# Scraping StackOverflow
This notebook scrapes StackOverflow for dask-tagged questions and puts the cleaned data into a DataFrame for further analysis.

### Reference
Scraping SO Tutorial: https://www.youtube.com/watch?v=BFAQCDr6Qvc

## Scraping Data

In [1]:
import requests
from requests_html import HTML
import pandas as pd 
import time
import re

In [2]:
base_url = "https://stackoverflow.com/questions/tagged/"
tag = "dask"
query_filter = "Newest"
url = f"{base_url}{tag}?tab={query_filter}"
url

'https://stackoverflow.com/questions/tagged/dask?tab=Newest'

In [3]:
r = requests.get(url)
html_str = r.text
html = HTML(html=html_str)

In [4]:
question_elements = html.find(".s-post-summary")

In [5]:
print(question_elements[0].text)

1 vote
0 answers
9 views
Issues with workers dying and garbage collection summing over rows of Dataframe with distributed DASK
I am new to dask, so this is likely a case of user error, but I'm a bit perplexed. My problem is essentially that I have a large dataframe (tens of thousands of rows and hundreds to thousands of ...
python
pandas
dataframe
dask
Joseph Kuchar
11
asked 16 mins ago


### Get Data for 1 Question

In [10]:
# get most recent question element
this_question_element = question_elements[0]

In [11]:
# inspect element
this_question_element.text

"1 vote\n0 answers\n9 views\nIssues with workers dying and garbage collection summing over rows of Dataframe with distributed DASK\nI am new to dask, so this is likely a case of user error, but I'm a bit perplexed. My problem is essentially that I have a large dataframe (tens of thousands of rows and hundreds to thousands of ...\npython\npandas\ndataframe\ndask\nJoseph Kuchar\n11\nasked 16 mins ago"

In [12]:
# get question title
this_question_element.find('.s-link', first=True).text

'Issues with workers dying and garbage collection summing over rows of Dataframe with distributed DASK'

In [13]:
# get stats (formatted more nicely)
this_question_element.find('.s-post-summary--stats', first=True).text.replace('\n', ' ')

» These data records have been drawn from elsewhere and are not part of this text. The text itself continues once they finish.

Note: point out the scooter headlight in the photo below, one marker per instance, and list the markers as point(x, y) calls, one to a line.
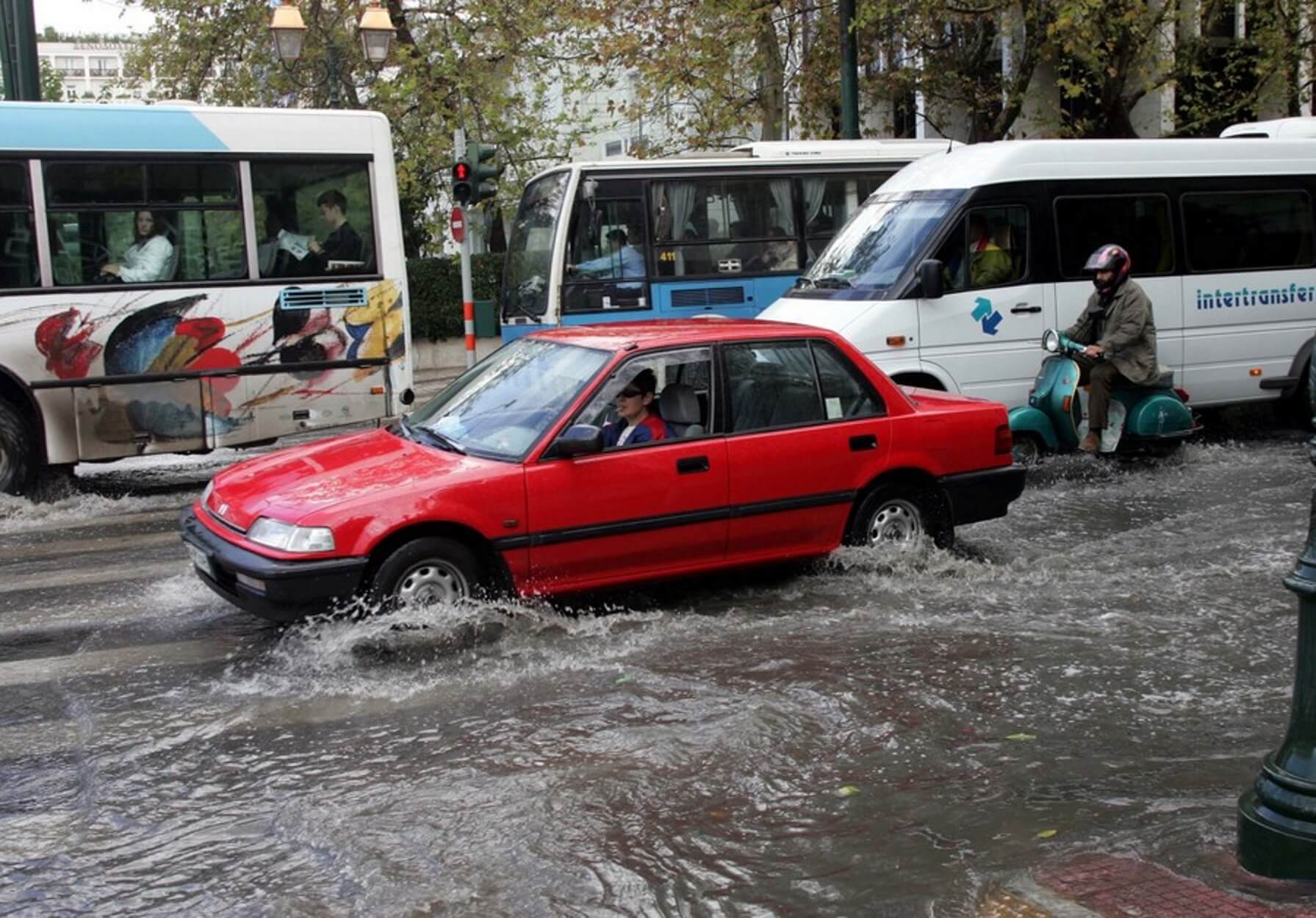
point(287, 537)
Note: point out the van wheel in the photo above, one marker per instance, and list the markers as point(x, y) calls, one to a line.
point(425, 571)
point(16, 459)
point(1028, 450)
point(902, 515)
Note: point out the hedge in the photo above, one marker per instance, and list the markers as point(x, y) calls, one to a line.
point(436, 291)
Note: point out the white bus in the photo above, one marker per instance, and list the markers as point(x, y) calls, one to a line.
point(717, 233)
point(182, 278)
point(1220, 233)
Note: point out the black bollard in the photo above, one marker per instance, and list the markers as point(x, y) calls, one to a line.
point(1277, 817)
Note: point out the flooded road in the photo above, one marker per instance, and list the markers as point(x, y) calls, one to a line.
point(882, 734)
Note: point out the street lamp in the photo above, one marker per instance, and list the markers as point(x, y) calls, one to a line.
point(289, 29)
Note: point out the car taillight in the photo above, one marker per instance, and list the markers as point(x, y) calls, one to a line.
point(1004, 441)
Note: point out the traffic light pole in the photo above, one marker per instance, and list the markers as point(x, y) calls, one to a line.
point(467, 287)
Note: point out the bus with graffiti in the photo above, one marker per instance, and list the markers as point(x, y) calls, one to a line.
point(176, 279)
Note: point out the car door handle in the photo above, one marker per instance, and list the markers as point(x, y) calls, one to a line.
point(691, 465)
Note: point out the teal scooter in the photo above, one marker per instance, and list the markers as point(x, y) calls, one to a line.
point(1144, 419)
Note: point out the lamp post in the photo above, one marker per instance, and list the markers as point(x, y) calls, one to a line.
point(1277, 816)
point(289, 29)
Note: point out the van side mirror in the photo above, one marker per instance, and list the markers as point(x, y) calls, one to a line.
point(578, 440)
point(930, 278)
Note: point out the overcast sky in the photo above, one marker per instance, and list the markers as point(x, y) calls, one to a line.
point(91, 16)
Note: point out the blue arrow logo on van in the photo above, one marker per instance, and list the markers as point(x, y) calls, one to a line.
point(986, 314)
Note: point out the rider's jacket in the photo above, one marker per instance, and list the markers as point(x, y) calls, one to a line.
point(1124, 329)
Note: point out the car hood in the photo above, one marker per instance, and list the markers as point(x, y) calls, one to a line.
point(290, 484)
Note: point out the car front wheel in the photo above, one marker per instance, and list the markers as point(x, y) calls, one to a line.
point(424, 572)
point(900, 515)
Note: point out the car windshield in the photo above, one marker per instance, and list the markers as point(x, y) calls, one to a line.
point(878, 242)
point(529, 251)
point(502, 407)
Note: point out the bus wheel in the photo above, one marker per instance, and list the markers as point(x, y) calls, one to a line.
point(16, 463)
point(425, 571)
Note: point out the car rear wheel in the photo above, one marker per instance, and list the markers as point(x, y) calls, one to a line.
point(902, 515)
point(16, 441)
point(427, 571)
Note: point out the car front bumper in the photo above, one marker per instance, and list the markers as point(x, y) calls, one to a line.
point(289, 590)
point(977, 496)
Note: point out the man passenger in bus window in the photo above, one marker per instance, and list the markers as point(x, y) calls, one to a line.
point(624, 261)
point(1121, 334)
point(148, 259)
point(341, 249)
point(636, 425)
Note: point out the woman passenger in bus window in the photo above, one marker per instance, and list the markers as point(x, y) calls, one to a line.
point(149, 258)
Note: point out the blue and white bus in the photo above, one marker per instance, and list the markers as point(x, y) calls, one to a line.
point(182, 278)
point(722, 233)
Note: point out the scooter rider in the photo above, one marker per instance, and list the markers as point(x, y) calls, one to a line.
point(1121, 334)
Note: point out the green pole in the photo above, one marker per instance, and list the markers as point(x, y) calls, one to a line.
point(1277, 816)
point(18, 51)
point(849, 74)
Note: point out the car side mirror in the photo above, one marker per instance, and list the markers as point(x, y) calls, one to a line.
point(578, 440)
point(930, 278)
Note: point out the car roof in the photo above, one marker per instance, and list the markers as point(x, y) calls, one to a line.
point(667, 333)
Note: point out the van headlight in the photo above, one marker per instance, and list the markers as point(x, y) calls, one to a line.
point(286, 537)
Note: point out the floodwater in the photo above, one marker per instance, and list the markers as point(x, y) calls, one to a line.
point(882, 734)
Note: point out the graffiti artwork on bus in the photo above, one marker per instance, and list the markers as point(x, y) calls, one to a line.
point(174, 336)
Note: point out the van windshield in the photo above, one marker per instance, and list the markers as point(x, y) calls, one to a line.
point(878, 242)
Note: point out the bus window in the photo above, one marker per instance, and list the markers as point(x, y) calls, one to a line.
point(828, 203)
point(1248, 231)
point(138, 224)
point(1139, 223)
point(724, 226)
point(605, 261)
point(529, 251)
point(988, 247)
point(18, 245)
point(314, 219)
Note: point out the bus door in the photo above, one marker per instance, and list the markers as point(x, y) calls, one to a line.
point(986, 328)
point(605, 275)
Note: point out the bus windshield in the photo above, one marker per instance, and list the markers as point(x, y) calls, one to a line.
point(875, 246)
point(529, 251)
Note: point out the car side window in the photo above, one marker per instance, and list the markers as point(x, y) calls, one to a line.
point(988, 247)
point(772, 384)
point(680, 402)
point(845, 392)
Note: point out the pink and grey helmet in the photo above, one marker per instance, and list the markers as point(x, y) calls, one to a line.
point(1110, 258)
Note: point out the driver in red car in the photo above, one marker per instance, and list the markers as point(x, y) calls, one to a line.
point(636, 425)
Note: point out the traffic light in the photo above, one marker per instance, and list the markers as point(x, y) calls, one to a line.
point(462, 182)
point(483, 176)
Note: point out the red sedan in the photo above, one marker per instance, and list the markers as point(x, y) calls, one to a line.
point(598, 455)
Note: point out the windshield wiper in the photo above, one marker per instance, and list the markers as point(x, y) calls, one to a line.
point(832, 282)
point(431, 437)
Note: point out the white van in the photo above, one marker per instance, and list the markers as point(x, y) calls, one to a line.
point(1220, 233)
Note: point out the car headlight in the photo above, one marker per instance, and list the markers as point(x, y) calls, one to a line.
point(286, 537)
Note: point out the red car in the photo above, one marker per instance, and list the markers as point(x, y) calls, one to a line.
point(760, 441)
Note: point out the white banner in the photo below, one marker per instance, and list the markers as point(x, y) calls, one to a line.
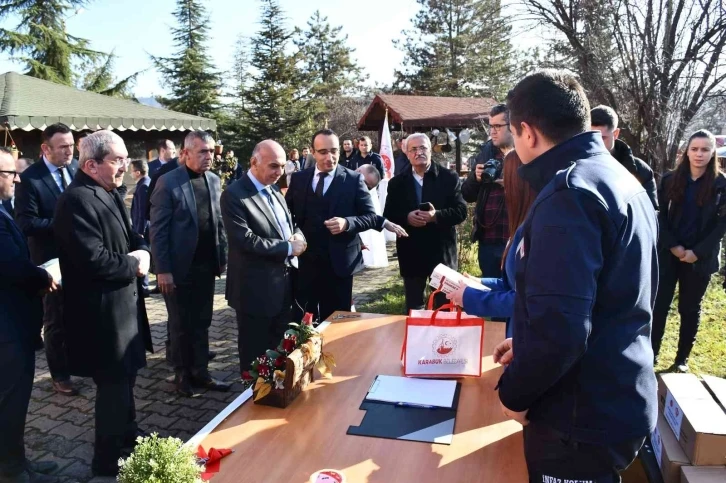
point(386, 150)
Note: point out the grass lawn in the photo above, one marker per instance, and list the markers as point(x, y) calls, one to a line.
point(709, 353)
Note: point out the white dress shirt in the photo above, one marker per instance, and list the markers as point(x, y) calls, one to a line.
point(279, 212)
point(326, 181)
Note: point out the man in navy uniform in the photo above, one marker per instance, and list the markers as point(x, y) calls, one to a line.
point(579, 370)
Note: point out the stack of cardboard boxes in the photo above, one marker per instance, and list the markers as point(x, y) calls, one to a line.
point(690, 438)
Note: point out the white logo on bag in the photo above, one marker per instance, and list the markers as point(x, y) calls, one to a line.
point(444, 345)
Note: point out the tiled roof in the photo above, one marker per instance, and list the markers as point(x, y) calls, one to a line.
point(29, 103)
point(425, 111)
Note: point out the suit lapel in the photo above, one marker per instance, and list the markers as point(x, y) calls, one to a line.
point(336, 185)
point(105, 198)
point(186, 186)
point(49, 180)
point(262, 204)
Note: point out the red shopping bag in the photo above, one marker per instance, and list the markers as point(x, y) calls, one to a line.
point(442, 344)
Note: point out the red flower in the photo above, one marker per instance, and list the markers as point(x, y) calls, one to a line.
point(308, 318)
point(288, 345)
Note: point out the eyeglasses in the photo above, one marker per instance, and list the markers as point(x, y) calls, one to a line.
point(497, 127)
point(325, 152)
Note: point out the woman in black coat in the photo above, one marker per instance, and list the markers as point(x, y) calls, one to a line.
point(692, 223)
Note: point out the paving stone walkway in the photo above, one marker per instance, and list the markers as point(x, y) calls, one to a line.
point(60, 428)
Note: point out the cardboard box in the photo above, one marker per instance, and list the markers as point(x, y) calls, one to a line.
point(703, 474)
point(668, 452)
point(697, 421)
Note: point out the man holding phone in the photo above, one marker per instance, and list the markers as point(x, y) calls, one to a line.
point(485, 186)
point(426, 201)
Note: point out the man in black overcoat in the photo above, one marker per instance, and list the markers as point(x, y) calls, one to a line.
point(101, 258)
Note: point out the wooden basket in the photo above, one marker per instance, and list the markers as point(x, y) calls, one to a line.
point(298, 374)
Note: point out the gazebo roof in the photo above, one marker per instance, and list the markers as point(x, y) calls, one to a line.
point(29, 103)
point(426, 112)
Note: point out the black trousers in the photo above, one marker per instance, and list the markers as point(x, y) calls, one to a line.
point(692, 287)
point(54, 336)
point(190, 309)
point(319, 290)
point(257, 334)
point(414, 288)
point(552, 456)
point(115, 418)
point(18, 359)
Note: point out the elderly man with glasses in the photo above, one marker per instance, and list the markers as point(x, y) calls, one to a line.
point(101, 258)
point(426, 201)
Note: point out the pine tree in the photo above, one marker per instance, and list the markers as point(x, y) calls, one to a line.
point(194, 83)
point(327, 65)
point(40, 40)
point(458, 48)
point(99, 78)
point(273, 104)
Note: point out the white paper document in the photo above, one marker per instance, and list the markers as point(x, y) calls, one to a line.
point(416, 392)
point(53, 267)
point(452, 279)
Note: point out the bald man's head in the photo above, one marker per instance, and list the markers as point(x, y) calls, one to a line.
point(267, 162)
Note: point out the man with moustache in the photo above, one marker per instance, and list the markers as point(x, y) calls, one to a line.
point(101, 258)
point(263, 250)
point(189, 246)
point(37, 194)
point(22, 284)
point(331, 205)
point(431, 231)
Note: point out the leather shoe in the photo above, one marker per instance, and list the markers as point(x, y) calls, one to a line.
point(44, 467)
point(212, 384)
point(65, 387)
point(183, 386)
point(29, 476)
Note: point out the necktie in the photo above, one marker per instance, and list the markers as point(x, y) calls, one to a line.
point(282, 221)
point(64, 183)
point(321, 184)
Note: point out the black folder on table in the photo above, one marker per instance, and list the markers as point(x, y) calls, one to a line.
point(393, 421)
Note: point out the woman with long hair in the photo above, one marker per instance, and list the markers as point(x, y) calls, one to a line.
point(499, 301)
point(692, 223)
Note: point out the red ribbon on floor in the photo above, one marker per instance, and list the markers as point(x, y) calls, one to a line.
point(212, 460)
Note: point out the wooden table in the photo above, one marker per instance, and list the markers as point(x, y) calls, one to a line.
point(288, 445)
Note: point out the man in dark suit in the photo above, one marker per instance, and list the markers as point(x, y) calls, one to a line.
point(21, 164)
point(189, 246)
point(139, 222)
point(331, 205)
point(263, 246)
point(431, 232)
point(364, 155)
point(104, 317)
point(167, 152)
point(21, 285)
point(41, 185)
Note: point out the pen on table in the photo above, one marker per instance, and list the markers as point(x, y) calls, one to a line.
point(413, 405)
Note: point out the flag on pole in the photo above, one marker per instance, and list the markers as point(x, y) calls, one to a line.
point(386, 150)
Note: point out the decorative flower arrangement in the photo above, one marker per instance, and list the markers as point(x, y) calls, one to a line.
point(157, 460)
point(268, 371)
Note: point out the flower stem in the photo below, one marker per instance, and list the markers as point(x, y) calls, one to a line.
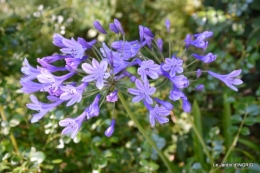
point(147, 137)
point(200, 139)
point(12, 138)
point(234, 143)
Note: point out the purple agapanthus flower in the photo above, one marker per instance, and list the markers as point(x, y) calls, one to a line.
point(119, 26)
point(180, 81)
point(157, 114)
point(110, 130)
point(76, 48)
point(203, 35)
point(71, 93)
point(143, 91)
point(54, 58)
point(74, 62)
point(168, 24)
point(148, 68)
point(112, 97)
point(29, 87)
point(127, 49)
point(93, 110)
point(72, 125)
point(113, 28)
point(199, 87)
point(160, 44)
point(229, 79)
point(165, 104)
point(199, 43)
point(29, 71)
point(187, 40)
point(186, 104)
point(198, 73)
point(175, 94)
point(52, 82)
point(210, 57)
point(49, 67)
point(174, 65)
point(42, 108)
point(99, 27)
point(146, 33)
point(97, 72)
point(57, 40)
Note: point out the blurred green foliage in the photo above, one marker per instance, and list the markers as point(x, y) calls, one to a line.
point(26, 30)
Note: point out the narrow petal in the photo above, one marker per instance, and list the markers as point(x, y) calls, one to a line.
point(139, 84)
point(66, 122)
point(134, 91)
point(137, 98)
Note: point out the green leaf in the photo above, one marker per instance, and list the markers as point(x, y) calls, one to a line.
point(253, 110)
point(56, 161)
point(250, 121)
point(245, 131)
point(196, 165)
point(236, 119)
point(232, 129)
point(38, 157)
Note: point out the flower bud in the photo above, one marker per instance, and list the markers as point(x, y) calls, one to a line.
point(110, 130)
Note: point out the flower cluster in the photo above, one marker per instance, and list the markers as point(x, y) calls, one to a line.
point(107, 73)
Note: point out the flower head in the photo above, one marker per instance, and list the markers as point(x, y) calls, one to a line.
point(97, 72)
point(229, 79)
point(198, 73)
point(187, 40)
point(148, 68)
point(210, 57)
point(203, 35)
point(29, 72)
point(157, 114)
point(72, 125)
point(41, 108)
point(93, 110)
point(174, 65)
point(110, 130)
point(167, 24)
point(199, 87)
point(76, 48)
point(165, 104)
point(160, 44)
point(71, 93)
point(142, 92)
point(99, 27)
point(112, 97)
point(119, 26)
point(113, 28)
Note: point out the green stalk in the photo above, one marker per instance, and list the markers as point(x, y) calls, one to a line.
point(146, 136)
point(204, 147)
point(234, 143)
point(226, 124)
point(12, 138)
point(197, 122)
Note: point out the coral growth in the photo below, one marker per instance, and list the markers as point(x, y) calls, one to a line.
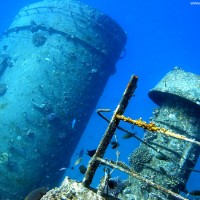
point(38, 39)
point(139, 158)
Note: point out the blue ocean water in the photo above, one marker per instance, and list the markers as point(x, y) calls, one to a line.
point(161, 35)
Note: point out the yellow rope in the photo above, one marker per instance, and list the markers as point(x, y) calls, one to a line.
point(153, 128)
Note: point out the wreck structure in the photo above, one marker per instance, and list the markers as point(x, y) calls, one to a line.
point(55, 59)
point(160, 167)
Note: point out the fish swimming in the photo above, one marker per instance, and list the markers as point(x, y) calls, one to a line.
point(129, 135)
point(82, 169)
point(37, 194)
point(77, 162)
point(91, 152)
point(114, 144)
point(73, 123)
point(195, 193)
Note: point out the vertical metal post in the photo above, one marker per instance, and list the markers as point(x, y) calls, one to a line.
point(94, 163)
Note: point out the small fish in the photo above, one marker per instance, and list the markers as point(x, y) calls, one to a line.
point(91, 152)
point(77, 162)
point(195, 193)
point(114, 144)
point(37, 194)
point(129, 135)
point(112, 184)
point(162, 157)
point(82, 169)
point(81, 153)
point(73, 123)
point(62, 169)
point(162, 170)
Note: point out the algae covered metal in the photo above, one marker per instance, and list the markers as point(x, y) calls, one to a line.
point(160, 167)
point(55, 60)
point(170, 165)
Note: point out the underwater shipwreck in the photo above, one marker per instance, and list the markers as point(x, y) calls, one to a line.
point(55, 60)
point(160, 167)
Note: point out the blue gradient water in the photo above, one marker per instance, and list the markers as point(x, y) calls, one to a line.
point(161, 35)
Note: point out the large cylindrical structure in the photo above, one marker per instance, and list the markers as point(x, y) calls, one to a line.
point(55, 60)
point(171, 160)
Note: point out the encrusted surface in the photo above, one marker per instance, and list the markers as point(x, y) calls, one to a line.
point(71, 189)
point(179, 83)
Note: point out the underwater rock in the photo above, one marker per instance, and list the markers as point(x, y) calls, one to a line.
point(71, 189)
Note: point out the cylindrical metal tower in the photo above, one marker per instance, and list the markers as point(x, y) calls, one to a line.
point(55, 60)
point(178, 96)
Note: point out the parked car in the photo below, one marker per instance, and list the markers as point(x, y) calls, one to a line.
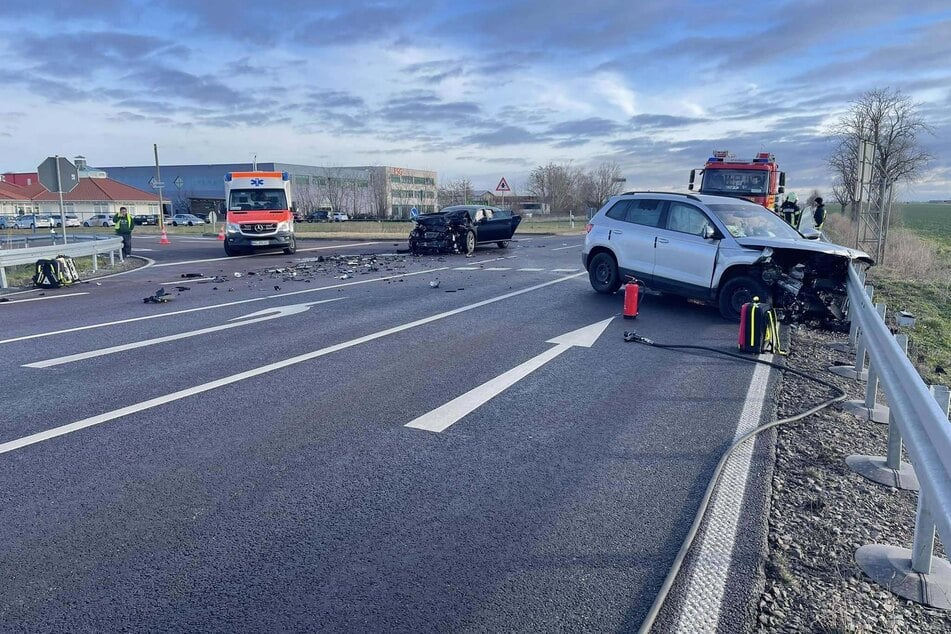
point(72, 220)
point(186, 219)
point(33, 221)
point(145, 219)
point(99, 220)
point(459, 228)
point(718, 249)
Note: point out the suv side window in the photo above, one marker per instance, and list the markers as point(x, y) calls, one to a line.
point(646, 211)
point(686, 219)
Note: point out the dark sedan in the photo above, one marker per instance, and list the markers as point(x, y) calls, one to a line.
point(459, 228)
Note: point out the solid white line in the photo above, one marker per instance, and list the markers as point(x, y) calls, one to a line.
point(445, 415)
point(271, 367)
point(254, 255)
point(201, 308)
point(82, 356)
point(705, 587)
point(40, 299)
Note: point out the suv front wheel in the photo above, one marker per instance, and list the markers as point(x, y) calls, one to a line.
point(603, 274)
point(737, 291)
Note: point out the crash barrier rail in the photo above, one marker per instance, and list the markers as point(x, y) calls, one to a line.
point(94, 248)
point(917, 418)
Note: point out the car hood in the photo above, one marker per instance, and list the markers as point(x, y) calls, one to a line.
point(810, 246)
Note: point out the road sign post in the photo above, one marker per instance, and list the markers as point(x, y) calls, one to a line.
point(57, 174)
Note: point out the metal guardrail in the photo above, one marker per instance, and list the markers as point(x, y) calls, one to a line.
point(85, 248)
point(917, 417)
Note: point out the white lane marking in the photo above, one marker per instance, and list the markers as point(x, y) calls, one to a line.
point(236, 322)
point(705, 587)
point(201, 308)
point(271, 367)
point(444, 416)
point(40, 299)
point(254, 255)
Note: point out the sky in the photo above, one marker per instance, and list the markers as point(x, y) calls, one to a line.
point(470, 90)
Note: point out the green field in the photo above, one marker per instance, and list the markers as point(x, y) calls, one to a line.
point(929, 220)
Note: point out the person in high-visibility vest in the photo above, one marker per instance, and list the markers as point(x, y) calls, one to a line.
point(819, 214)
point(124, 226)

'1 vote 0 answers 9 views'

In [14]:
# get metadata
this_question_element.find('.s-post-summary--meta', first=True).text.replace('\n', ' ')

'python pandas dataframe dask Joseph Kuchar 11 asked 16 mins ago'

In [15]:
# get question excerpt
this_question_element.find('.s-post-summary--content-excerpt', first=True).text

"I am new to dask, so this is likely a case of user error, but I'm a bit perplexed. My problem is essentially that I have a large dataframe (tens of thousands of rows and hundreds to thousands of ..."

In [16]:
# get question title
this_question_element.find('.s-post-summary--content-title', first=True).text

'Issues with workers dying and garbage collection summing over rows of Dataframe with distributed DASK'

In [17]:
# get question hyperlink
this_question_element.find('.s-link', first=True)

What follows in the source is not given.